Blood Pressure And Heart Disease Drugs May Help Fend Off Dementia

Researchers report that angiotensin receptor blockers appear to offer greater protection against Alzheimer’s disease and dementia than other high blood pressure and heart disease medication.

A growing number of people are threatened by dementia including Alzheimer’s disease as they get older explains Jesse Slome, executive director of the Americamn Association for Long-Term Care Insurance. Individuals who suffer from either disease can spend long periods of time in nursing homes or requiring care from family members.

Mid-life diseases particularly like diabetes and high blood pressure seem to be associated with a higher chance of developing dementia.   Researchers explain that this is the first large scale study to investigate whether angiotensin receptor blockers reduce the risk of developing dementia and Alzheimer’s disease.

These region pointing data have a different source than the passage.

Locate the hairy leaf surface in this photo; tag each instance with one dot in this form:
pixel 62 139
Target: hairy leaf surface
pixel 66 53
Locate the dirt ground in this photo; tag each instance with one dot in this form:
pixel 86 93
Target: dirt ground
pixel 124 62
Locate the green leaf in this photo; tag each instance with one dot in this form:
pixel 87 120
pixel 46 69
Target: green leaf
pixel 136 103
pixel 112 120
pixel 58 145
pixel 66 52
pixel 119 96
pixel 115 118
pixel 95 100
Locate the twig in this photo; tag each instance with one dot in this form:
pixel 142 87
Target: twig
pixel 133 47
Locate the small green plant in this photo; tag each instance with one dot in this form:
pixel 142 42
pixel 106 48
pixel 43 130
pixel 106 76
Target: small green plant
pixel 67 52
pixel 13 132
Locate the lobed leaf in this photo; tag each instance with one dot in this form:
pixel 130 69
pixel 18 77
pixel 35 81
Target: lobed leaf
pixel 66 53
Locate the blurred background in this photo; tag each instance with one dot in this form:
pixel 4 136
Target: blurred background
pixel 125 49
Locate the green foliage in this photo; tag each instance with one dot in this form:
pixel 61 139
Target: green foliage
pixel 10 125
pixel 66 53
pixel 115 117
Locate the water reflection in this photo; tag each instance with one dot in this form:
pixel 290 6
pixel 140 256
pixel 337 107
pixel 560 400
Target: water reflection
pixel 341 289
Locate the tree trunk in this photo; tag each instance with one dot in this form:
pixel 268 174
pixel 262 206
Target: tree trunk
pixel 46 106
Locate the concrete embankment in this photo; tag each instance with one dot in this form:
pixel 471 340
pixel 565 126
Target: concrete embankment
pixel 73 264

Boston University School of Medicine researchers investigated the incidence of dementia in over 800,000 individuals in the US from 2002 to 2006. They were mostly (98 percent) male subjects. The participants had cardiovascular disease and were 65 years of age or older.

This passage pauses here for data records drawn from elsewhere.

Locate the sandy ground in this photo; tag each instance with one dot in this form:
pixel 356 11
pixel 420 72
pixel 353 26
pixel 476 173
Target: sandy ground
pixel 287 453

Research subjects were divided in three groups: one using angiotensin receptor blockers, another the blood pressure lowering drug lisinopril and the third using other comparative drugs used for heart disease.

The findings indicate that the group on angiotensin receptor blockers was significantly less likely to develop Alzheimer’s disease or dementia. In addition, they reveal that angiotensin receptor blockers have an additive effect when used in combination with another type of high blood pressure drug (ACE inhibitors). In fact, individuals with existing Alzheimer’s disease or dementia who took both medicines were less likely to die early or be admitted to nursing homes.

The study is the first to compare both risk of dementia and progression of dementia in users of angiotensin receptor blockers compared with users of a drug from the same class (lisinopril) or users of other drugs prescribed for cardiovascular disease.